Has generated advance speculation that it might be reduced in scope or claims. That seems not to have happened. Summary chapter here: Executive Summary - Climate Science Special Report With other chapters nearby. Looks unsurprising to me, with perhaps new information on weather extremes and nuisance flooding. For years now, my concern with climate models is not that they miss recent trends but that they expect +T acceleration not yet in evidence and by feedback mechanisms not yet in evidence. Lacking those we might instead anticipate a global +T of >2 oC more, even if +CO2 is not constrained by institutional mechanisms. Even without such accelerations, current pace of ‘events’ give us plenty to prepare for. This may be well-enough covered in Report. Yet I don’t like it in ways that may fall outside their purview (thus without blame). First, there are no ‘Agriculture’ or ‘Health Effects’ chapters. Both areas have recent (and controversial) research that matters much for how US (within international context) navigates this century. Second, to restate, I consider focus on individual aspects inadequate to describe possible paths through this century. In US and elsewhere, more energy is required. Some forms compete with agriculture for water. Climate as it may develop also influences agriculture. Surface-transport modes (some say) will move rapidly towards electrical storage and away from hydrocarbon liquids. What would those imply? Human health, disease vectors respond with agility to small climate changes; immune-system responses to respirable particles and more close urban living, how can we learn about that muddle? Interrelationships among human-important processes will be central for assessments like this in 50 years; I have no doubt. At present we are going ‘single-factor’ and perhaps missing some of those. Each of those single factors also remains in dispute, at least for those whose motivations remain cloudy. A special report like this might only be the next thing to ‘burn’. No idea when we’ll plan comprehensively for a desireable human future.

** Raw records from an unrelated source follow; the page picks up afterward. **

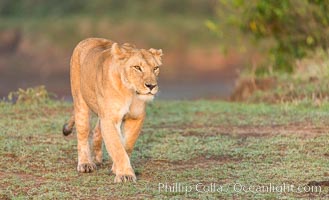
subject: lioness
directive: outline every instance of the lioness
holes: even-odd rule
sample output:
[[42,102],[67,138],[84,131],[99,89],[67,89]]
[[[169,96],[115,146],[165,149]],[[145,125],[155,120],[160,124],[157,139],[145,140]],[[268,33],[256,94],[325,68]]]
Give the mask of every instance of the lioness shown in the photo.
[[[113,160],[114,182],[136,181],[129,156],[145,118],[145,103],[158,91],[162,50],[137,49],[107,39],[81,41],[71,58],[71,91],[74,114],[63,127],[69,135],[76,126],[79,172],[92,172],[102,162],[102,138]],[[91,158],[89,117],[94,112]]]

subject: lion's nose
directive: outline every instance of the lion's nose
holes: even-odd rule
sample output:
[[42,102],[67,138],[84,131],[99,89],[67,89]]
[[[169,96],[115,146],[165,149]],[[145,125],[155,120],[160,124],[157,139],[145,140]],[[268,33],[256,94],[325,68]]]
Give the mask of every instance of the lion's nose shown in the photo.
[[153,88],[155,88],[157,85],[156,84],[151,84],[151,83],[145,83],[145,86],[147,88],[149,88],[150,90],[152,90]]

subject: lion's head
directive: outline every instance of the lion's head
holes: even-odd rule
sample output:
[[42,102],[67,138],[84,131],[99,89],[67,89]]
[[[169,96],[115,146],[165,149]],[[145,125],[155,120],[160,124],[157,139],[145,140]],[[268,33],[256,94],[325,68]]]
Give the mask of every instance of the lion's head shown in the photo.
[[157,77],[161,63],[162,50],[137,49],[128,43],[112,45],[111,54],[118,61],[123,84],[133,90],[137,97],[150,101],[158,92]]

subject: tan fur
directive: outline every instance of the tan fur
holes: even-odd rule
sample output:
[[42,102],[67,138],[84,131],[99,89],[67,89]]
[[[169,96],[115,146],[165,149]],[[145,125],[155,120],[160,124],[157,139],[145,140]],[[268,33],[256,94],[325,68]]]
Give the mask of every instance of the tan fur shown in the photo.
[[[89,38],[76,46],[70,72],[74,117],[63,133],[68,135],[75,124],[79,172],[91,172],[95,162],[102,162],[103,138],[113,160],[114,181],[136,180],[129,156],[145,118],[145,102],[158,91],[161,56],[161,50],[136,49],[127,43],[120,46],[101,38]],[[91,112],[99,118],[93,135],[95,162],[88,142]]]

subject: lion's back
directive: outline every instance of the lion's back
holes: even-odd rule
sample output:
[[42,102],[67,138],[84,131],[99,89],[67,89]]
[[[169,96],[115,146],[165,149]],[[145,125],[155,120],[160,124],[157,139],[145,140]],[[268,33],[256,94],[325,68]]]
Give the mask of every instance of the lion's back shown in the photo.
[[73,55],[78,54],[77,59],[79,64],[81,64],[84,62],[87,55],[91,52],[109,49],[111,48],[112,44],[113,42],[111,40],[103,38],[87,38],[79,42],[79,44],[74,49]]
[[110,49],[113,42],[103,38],[87,38],[79,42],[71,57],[71,80],[81,77],[82,71],[95,71],[101,52]]

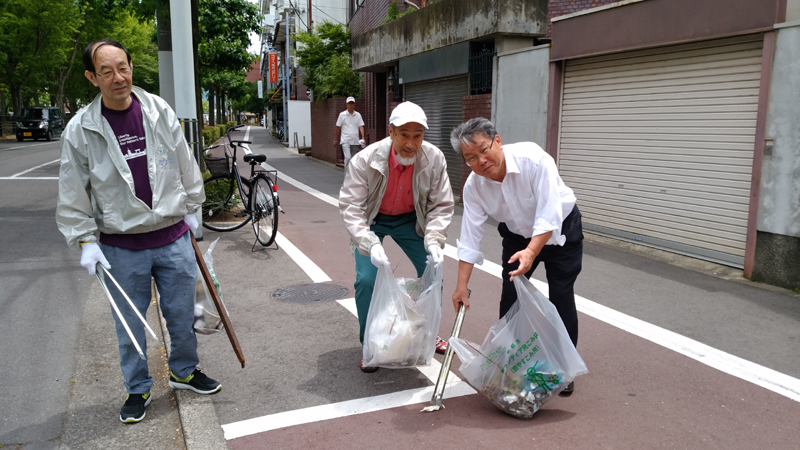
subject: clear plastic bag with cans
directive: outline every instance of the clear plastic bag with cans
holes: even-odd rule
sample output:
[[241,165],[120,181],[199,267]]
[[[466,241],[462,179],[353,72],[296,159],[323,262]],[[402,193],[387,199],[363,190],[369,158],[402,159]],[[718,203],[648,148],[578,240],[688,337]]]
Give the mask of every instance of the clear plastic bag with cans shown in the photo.
[[442,263],[428,257],[421,278],[395,278],[378,268],[364,330],[365,366],[427,366],[442,320]]
[[483,344],[451,338],[450,345],[469,384],[502,411],[530,419],[588,370],[550,300],[525,277],[514,287],[517,302]]
[[[211,280],[214,283],[214,289],[216,289],[221,301],[222,289],[220,288],[217,274],[214,272],[214,259],[211,257],[211,251],[214,250],[217,241],[219,241],[219,238],[212,242],[211,245],[208,246],[208,250],[203,253],[203,261],[205,261],[206,267],[208,267],[208,272],[211,274]],[[223,303],[223,307],[224,306],[225,304]],[[219,317],[219,312],[216,306],[214,306],[214,300],[211,298],[211,293],[208,292],[203,275],[200,273],[200,266],[198,266],[197,281],[194,285],[194,331],[200,334],[214,334],[221,331],[222,327],[223,325]]]

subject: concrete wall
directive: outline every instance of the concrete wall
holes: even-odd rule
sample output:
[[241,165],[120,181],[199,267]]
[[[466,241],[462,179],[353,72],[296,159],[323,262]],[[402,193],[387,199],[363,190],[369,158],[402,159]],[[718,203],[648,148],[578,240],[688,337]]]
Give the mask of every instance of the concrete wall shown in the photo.
[[[287,112],[289,113],[289,147],[310,147],[311,102],[289,100]],[[296,144],[295,133],[297,133]]]
[[800,20],[800,0],[786,0],[786,21]]
[[498,34],[543,36],[547,0],[441,0],[351,39],[354,70]]
[[800,24],[775,31],[753,280],[800,288]]
[[549,45],[497,55],[492,122],[503,142],[546,148],[549,67]]

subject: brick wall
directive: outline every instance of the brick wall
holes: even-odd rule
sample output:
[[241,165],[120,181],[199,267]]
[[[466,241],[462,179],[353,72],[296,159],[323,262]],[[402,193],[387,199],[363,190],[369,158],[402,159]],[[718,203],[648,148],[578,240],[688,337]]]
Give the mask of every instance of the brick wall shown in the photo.
[[[336,119],[340,112],[347,109],[345,100],[346,97],[336,97],[311,102],[311,156],[334,164],[344,164],[342,149],[340,146],[333,147],[333,137],[336,134]],[[363,98],[357,98],[356,111],[361,113],[364,104]]]
[[549,19],[553,17],[563,16],[565,14],[572,14],[578,11],[583,11],[597,6],[608,5],[609,3],[616,3],[619,0],[550,0],[548,3],[548,21],[547,21],[547,35],[552,33],[553,24]]
[[[464,122],[476,117],[485,117],[492,120],[492,94],[465,95],[463,104],[464,112],[461,117]],[[462,198],[461,193],[464,191],[464,183],[467,182],[467,177],[470,173],[472,173],[472,169],[469,168],[462,158],[461,189],[459,192],[453,192],[453,194],[457,195],[459,198]]]

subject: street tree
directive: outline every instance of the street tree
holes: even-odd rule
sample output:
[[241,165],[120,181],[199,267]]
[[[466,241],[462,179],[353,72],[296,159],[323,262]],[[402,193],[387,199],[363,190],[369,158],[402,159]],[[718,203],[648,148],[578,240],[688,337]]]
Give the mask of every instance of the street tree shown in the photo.
[[0,2],[0,82],[11,95],[14,112],[40,94],[54,95],[46,72],[66,63],[71,38],[81,23],[74,0],[4,0]]
[[[209,99],[247,94],[245,71],[255,61],[250,54],[250,33],[261,31],[258,8],[247,0],[200,0],[198,58],[201,86]],[[209,102],[209,123],[215,123],[214,102]]]
[[342,24],[323,22],[313,31],[300,32],[295,40],[298,64],[305,70],[303,84],[314,92],[314,100],[360,97],[361,75],[352,69],[350,30]]

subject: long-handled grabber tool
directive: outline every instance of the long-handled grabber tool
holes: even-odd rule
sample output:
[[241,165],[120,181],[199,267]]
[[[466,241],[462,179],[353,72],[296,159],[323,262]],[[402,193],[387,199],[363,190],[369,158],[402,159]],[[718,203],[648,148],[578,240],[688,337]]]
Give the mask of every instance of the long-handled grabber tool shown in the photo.
[[133,309],[133,311],[139,317],[139,320],[142,321],[142,323],[144,324],[145,328],[147,328],[147,331],[150,332],[150,334],[153,336],[153,338],[155,338],[155,340],[158,341],[158,343],[160,345],[162,345],[162,346],[164,345],[164,343],[161,342],[161,339],[159,339],[158,336],[156,336],[156,333],[153,331],[153,329],[150,328],[150,325],[148,325],[147,321],[144,319],[144,317],[142,317],[141,313],[139,313],[139,310],[136,309],[136,307],[133,305],[133,301],[131,301],[130,297],[128,297],[128,294],[126,294],[125,291],[122,289],[122,287],[119,285],[119,283],[117,283],[117,280],[114,279],[114,276],[111,275],[111,273],[108,270],[106,270],[105,267],[103,267],[102,265],[98,264],[95,267],[94,274],[95,274],[95,276],[97,276],[97,280],[100,281],[100,286],[102,286],[103,291],[106,293],[106,297],[108,297],[108,301],[111,302],[111,307],[114,308],[114,312],[117,313],[117,317],[119,317],[120,323],[122,323],[122,326],[125,328],[125,331],[128,333],[128,337],[131,338],[131,342],[133,342],[133,346],[136,347],[136,351],[139,352],[139,357],[142,358],[142,360],[147,360],[147,358],[145,358],[145,356],[144,356],[144,352],[142,352],[142,348],[139,346],[139,342],[133,336],[133,332],[131,331],[131,328],[128,326],[128,322],[125,321],[125,318],[122,316],[122,313],[119,312],[119,307],[117,306],[117,303],[114,301],[114,297],[111,296],[111,292],[109,292],[108,286],[106,286],[106,282],[103,280],[103,277],[100,276],[100,271],[97,270],[97,267],[100,267],[100,269],[102,269],[103,272],[105,273],[105,276],[107,276],[108,278],[111,279],[111,281],[114,282],[114,285],[117,286],[117,289],[119,289],[119,291],[122,293],[122,296],[125,297],[125,300],[128,301],[128,304],[131,306],[131,309]]
[[[456,314],[456,322],[453,324],[453,332],[450,337],[458,337],[461,334],[461,325],[464,323],[464,313],[466,308],[464,304],[458,306],[458,314]],[[444,388],[447,384],[447,374],[450,373],[450,363],[453,362],[453,346],[448,345],[447,351],[444,352],[444,361],[442,362],[442,369],[439,371],[439,378],[436,379],[436,386],[433,388],[433,396],[431,397],[431,404],[422,408],[421,412],[438,411],[439,408],[444,409],[442,404],[442,397],[444,396]]]

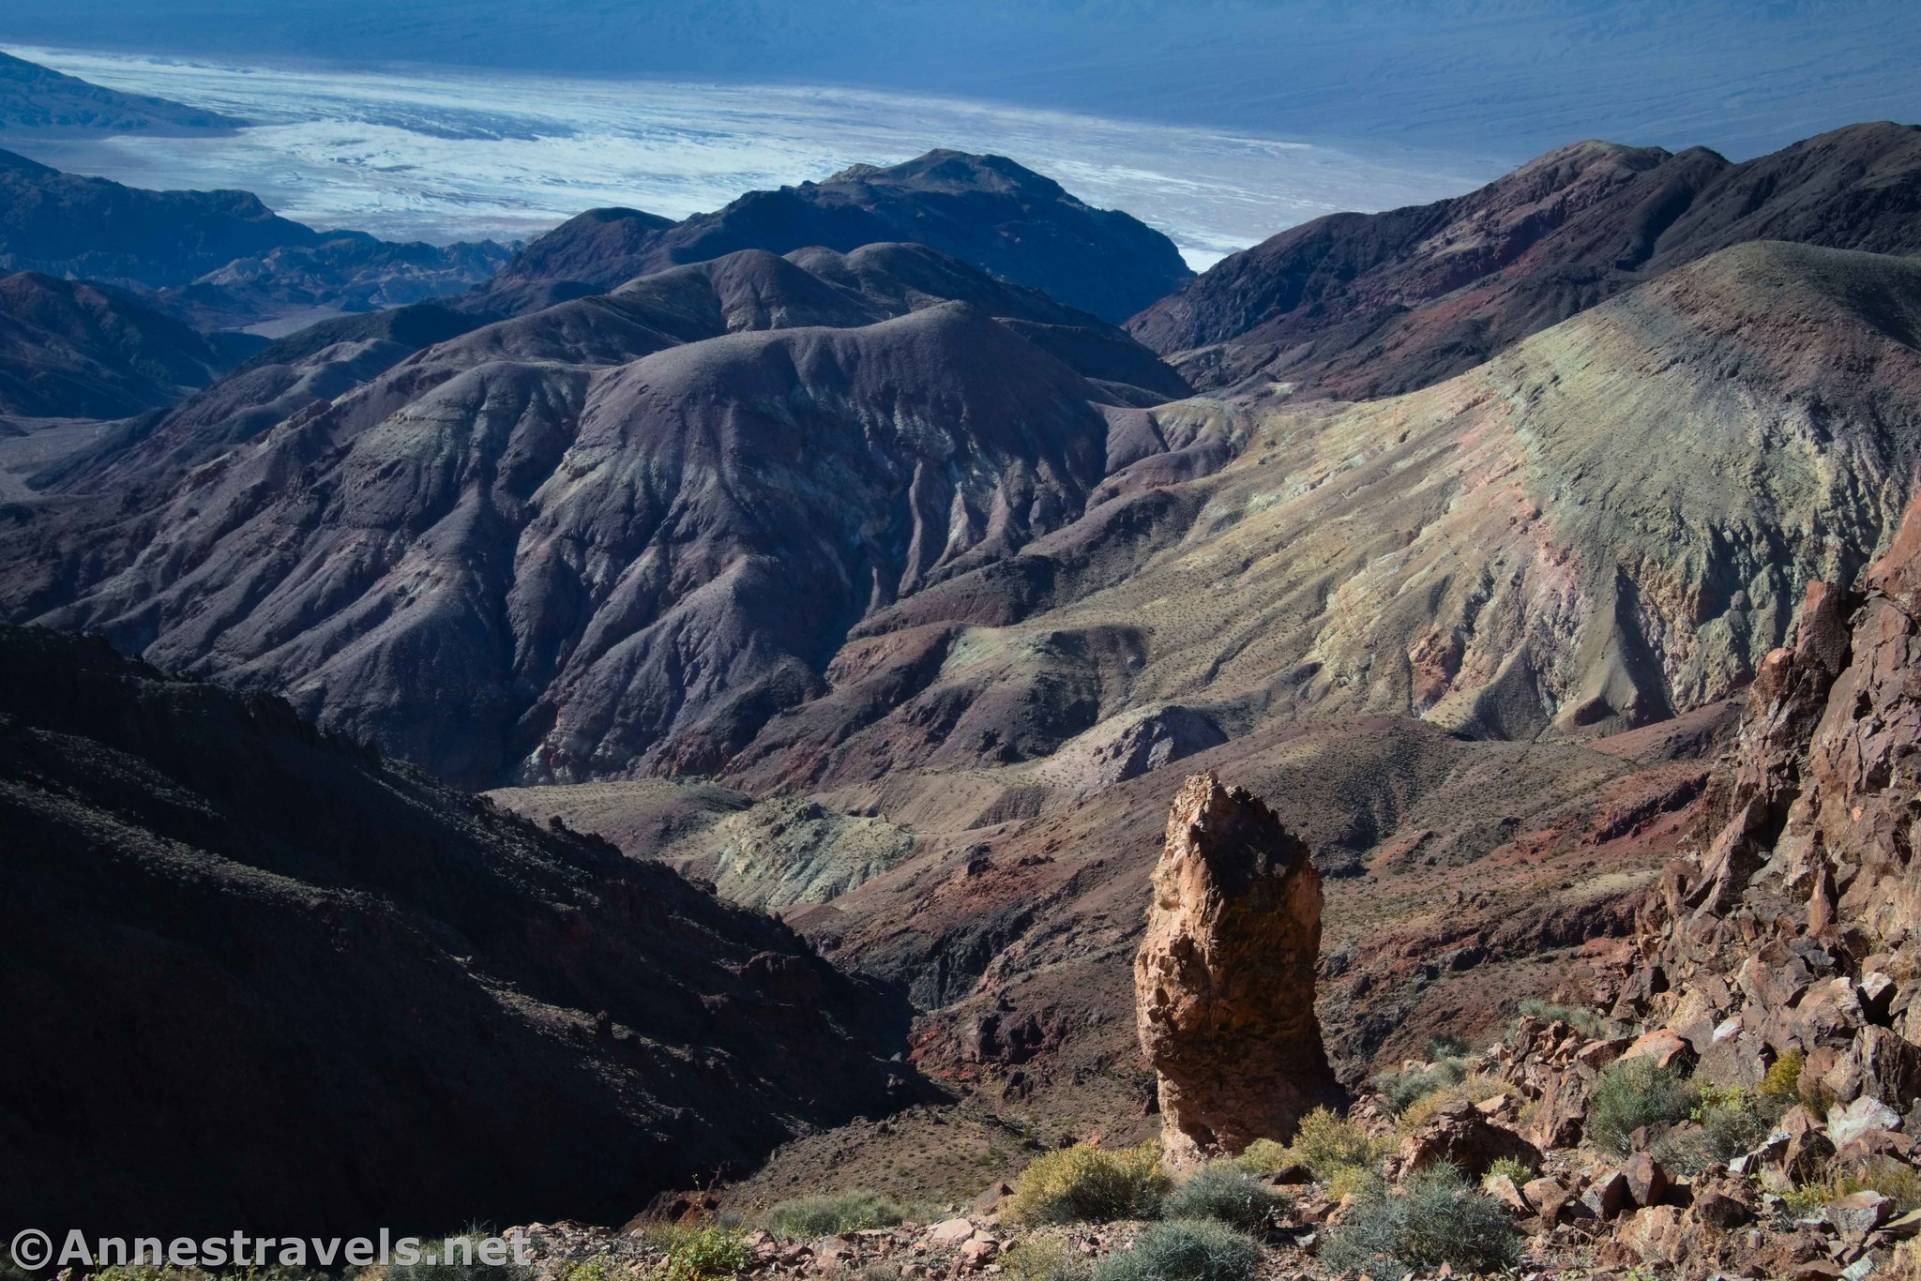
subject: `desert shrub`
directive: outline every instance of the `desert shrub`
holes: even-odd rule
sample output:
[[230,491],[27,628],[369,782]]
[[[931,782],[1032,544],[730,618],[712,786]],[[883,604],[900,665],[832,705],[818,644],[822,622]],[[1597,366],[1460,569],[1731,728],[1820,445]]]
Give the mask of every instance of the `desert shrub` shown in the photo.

I liked bisco so that he might think less ill of me for bashing elsewhere where likes do not exist. === What we ought to do is envision Human Goals on decadal scales, with those sooner being more tractable. Obviously these include health, water, food, energy and economic development. Others as others might add. They interact. Those interactions include +T and +sea level, but for a few decades at least those degrees and centimeters will not be many. In contrast, upsetting events are already important and are very unlikely to become less so. For some others, UN Millennium Development Goals grasp at creating unwanted global governance (and quietly, displacement of how 'getting rich' is currently done). For me those goals fall short of percieving and acting on interactions. We have no plan. We could make a plan. In short term it might not have a whole lot to do with +CO2. Instead, all those other interacting things.
It's the only subject I have a fair understanding of. My apologies to the cognoscenti (?) whose tone I so obviously lower.
Cervantes' social commentary was heavily seasoned with levity. Probably a lesson can be learned from that. I think some environmental issues are serious enough, but so poorly scoped, that it is hard to levitate them. Some of what passes for levity at PriusChat (not by any posting here) seems mere ridicule and I do not find that helpful.